Wetgeving is voor onderwijsminister Lilian Ferrier een prioriteit. Zij doelt zich vooral op wetgeving, gericht op inclusief onderwijs voor kinderen van de basisschool. Hoger onderwijs stelt de minister niet hoog op haar prioriteitenlijst. Dagblad Suriname vroeg de minister wat haar approach zal zijn richting universitair en hoger beroepsonderwijs. Dit, vooral gezien de universiteit met financiële tekorten zit, en studenten vrezen voor hun toekomst. “Ik weet niet als de generatie zal vergaan, want die zijn al ver gevorderd.
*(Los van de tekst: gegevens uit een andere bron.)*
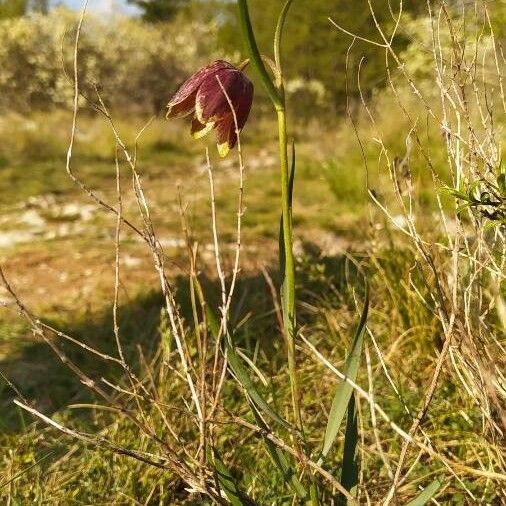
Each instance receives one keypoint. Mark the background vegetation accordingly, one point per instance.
(374, 167)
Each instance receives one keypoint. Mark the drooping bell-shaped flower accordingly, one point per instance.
(213, 95)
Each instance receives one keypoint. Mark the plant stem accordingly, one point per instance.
(276, 94)
(288, 287)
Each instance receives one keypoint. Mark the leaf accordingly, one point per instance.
(291, 181)
(227, 483)
(212, 321)
(280, 459)
(349, 468)
(344, 390)
(241, 373)
(426, 494)
(501, 182)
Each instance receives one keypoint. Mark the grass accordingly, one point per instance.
(340, 236)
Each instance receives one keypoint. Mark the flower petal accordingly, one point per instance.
(182, 102)
(225, 134)
(199, 129)
(213, 96)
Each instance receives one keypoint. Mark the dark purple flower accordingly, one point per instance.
(206, 95)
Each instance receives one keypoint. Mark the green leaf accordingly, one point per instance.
(349, 468)
(345, 390)
(426, 494)
(242, 375)
(227, 483)
(501, 182)
(291, 181)
(212, 322)
(280, 459)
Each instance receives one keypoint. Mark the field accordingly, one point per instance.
(104, 379)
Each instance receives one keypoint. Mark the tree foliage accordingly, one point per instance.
(158, 10)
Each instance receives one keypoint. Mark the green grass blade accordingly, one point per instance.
(349, 468)
(426, 494)
(242, 375)
(280, 460)
(227, 483)
(279, 32)
(345, 390)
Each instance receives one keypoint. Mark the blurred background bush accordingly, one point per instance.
(137, 61)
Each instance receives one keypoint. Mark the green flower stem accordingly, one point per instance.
(256, 58)
(288, 288)
(276, 95)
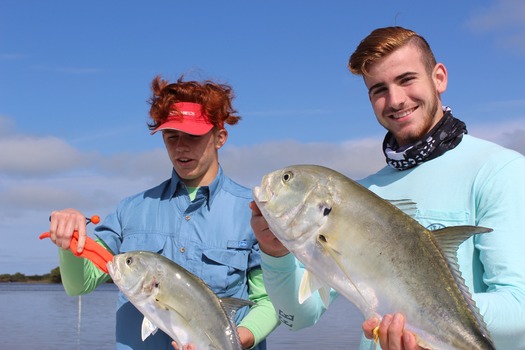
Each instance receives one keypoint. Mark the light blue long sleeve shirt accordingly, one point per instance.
(476, 183)
(209, 236)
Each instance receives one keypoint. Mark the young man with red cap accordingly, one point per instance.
(198, 218)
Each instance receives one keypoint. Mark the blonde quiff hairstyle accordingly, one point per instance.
(382, 42)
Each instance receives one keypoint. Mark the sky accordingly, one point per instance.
(75, 82)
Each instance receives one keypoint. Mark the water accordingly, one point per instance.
(43, 317)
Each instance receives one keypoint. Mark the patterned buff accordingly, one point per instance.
(446, 135)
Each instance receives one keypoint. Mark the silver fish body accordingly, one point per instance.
(176, 301)
(374, 254)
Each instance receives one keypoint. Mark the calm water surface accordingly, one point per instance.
(42, 316)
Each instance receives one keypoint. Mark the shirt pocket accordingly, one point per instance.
(435, 219)
(224, 270)
(151, 242)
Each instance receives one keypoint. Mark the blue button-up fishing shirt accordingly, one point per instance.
(209, 236)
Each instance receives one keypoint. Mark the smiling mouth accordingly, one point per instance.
(403, 113)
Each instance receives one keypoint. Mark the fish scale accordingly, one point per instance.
(176, 301)
(374, 254)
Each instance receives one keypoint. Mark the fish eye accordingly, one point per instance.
(287, 176)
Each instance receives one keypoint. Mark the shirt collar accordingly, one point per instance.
(210, 191)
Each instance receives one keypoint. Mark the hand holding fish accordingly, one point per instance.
(245, 335)
(184, 347)
(267, 241)
(392, 335)
(62, 225)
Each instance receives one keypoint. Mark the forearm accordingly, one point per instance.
(282, 278)
(262, 318)
(79, 275)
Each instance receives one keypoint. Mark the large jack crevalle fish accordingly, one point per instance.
(374, 254)
(176, 301)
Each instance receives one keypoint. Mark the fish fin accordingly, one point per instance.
(305, 289)
(324, 292)
(311, 283)
(407, 206)
(148, 328)
(449, 239)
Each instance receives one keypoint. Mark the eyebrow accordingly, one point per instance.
(398, 78)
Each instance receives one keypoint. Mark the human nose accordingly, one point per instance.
(396, 96)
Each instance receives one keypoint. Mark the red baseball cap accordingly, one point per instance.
(186, 117)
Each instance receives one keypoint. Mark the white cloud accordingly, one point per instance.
(356, 159)
(36, 156)
(504, 18)
(57, 176)
(510, 134)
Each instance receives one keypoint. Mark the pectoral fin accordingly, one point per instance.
(311, 283)
(148, 328)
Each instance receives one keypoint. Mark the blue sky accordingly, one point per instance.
(74, 85)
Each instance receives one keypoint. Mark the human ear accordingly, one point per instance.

Hoeveel procent komt op de universiteit? Nog geen 2%. Ik heb wel 100% op de lagere school. Dan hoe moet ik het verdelen? Mijn prioriteit is absoluut daar (lager onderwijs). Als je kijkt naar mulo: 11% slaagt voor vwo en 17% slaagt voor havo of omgekeerd. Moet ik naar dat klein groepje gaan kijken, wat al loopt, of moet ik gaan investeren in het jong kind?”, stelt Ferrier.
550 internationale beurzen blijven onbenut
De president heeft haar meegedeeld dat er 550 internationale beurzen zijn die niet benut worden. Zij vraagt zich af, waarom Surinaamse kinderen niet naar het buitenland gaan. “Zijn ze te beroerd om een andere taal te leren? Wat is het probleem? Waarom laten wij die beurzen liggen?”, vraagt de minister zich af. Studenten moeten volgens Ferrier de safety zone van thuis afleren, en leren hoe het in het buitenland aan toegaat. Het accent leggend op de universiteit, meent Ferrier dat de studenten anders zullen moeten leren. Theorie en praktijk mengen, blijkt voor haar veel interessanter te zijn dan achter bureaus studeren. Vooral onderwijs gericht op de Surinaamse situatie is waar zij naar uitkijkt.
Als zij de belangen overweegt, vindt zij de universiteit al zelfstandig genoeg om wat te worden. Het kind dat echter hulp nodig heeft in kennis en vaardigheden, moet gecoacht worden, wil die een volwaardige burger worden.